With the assumption $\text{ch}(K)\nmid |G|$ I want to prove the

Claim. $K[G]$ is semi-simple (as a ring), i.e. the left $K[G]$-module $_{K[G]}K[G]$ is a direct sum of simple submodules.

Remark. The conditions 1) $_{K[G]}K[G]$ is semi-simple, 2) $_{K[G]}K[G]$ is a sum of simple submodules and 3) for every submodule $N\subset _{K[G]}K[G]$ there is a submodule $L$ such that $_{K[G]}K[G]=N\oplus L$ are all equivalent.

We have to work with the

Hint. Let $V$ be a $K[G]$-module and $U$ a submodule of $V$. Since $V$ is a $K$-vectorspace, we can find a subvectorspace $W$ of $V$ such that $V=U\oplus W.$ Let $P$ be the projection onto $U$ and $$\widetilde{P}:=\frac{1}{|G|}\sum_{g\in G}\rho(g)P\rho(g^{-1}),$$ where $\rho(g)$ is the action of $g$ on $V$. Now show that $\widetilde{P}$ is a $K[G]$-module homomorphism and $\widetilde{P}^2=\widetilde{P}$.

Now assume that I can show the two points in the hint. How does the claim follow?

Answer 1

If you let $U'=\ker\widetilde{P}$, those two points will show that $\widetilde{P}$ is a projection along $U'$, so that $V=U\oplus U'$ as vector spaces. One checks again that $U'$ is stable under the $G$-action, hence is actually a $K[G]$-submodule, and thus $V=U\oplus U'$ is actually a decomposition into $K[G]$-submodules.

This shows any finite dimensional representation of $K[G]$ is completely reducible, which is one of the definitions of $K[G]$ being semisimple.

Perhaps you are aware, but this is Maschke's Theorem, details of the above can be found in Etingof's Represenation Theory, particularly Proposition 3.5.8 and Theorem 4.1.1.

Answer 2

If $M$ is an $R$-module and $p \colon M \to M$ is an idempotent endomorphism (i.e. $p^2 = p$) then $M = \operatorname{im} p \oplus \ker p$ (this is a straightforward calculation). (The mapping $p \mapsto (\operatorname{im} p, \ker p)$ does in fact give a bijection between the idempotent endomorphisms of $M$ and the pairs $(L,N)$ of submodules $L, N \subseteq M$ with $M = L \oplus N$.)

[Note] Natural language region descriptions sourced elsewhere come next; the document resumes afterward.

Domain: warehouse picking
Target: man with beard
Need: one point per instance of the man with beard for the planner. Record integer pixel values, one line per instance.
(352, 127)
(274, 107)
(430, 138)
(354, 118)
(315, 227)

Given any submodule $U \subseteq V$ the hint shows how to construct an idempotent endomorphism $\tilde{P} \colon V \to V$ with $\operatorname{im} \tilde{P} = U$. Then $V = \ker \tilde{P} \oplus \operatorname{im} \tilde{P} = \ker \tilde{P} \oplus U$. Hence every submodule of $V$ has a direct complement.

If $V$ is finite-dimensional then by iterating this process we can decompose $V$ into a direct sum of simple modules. This does in particular apply to ${}_{K[G]} K[G]$ itself, since $G$ is finite.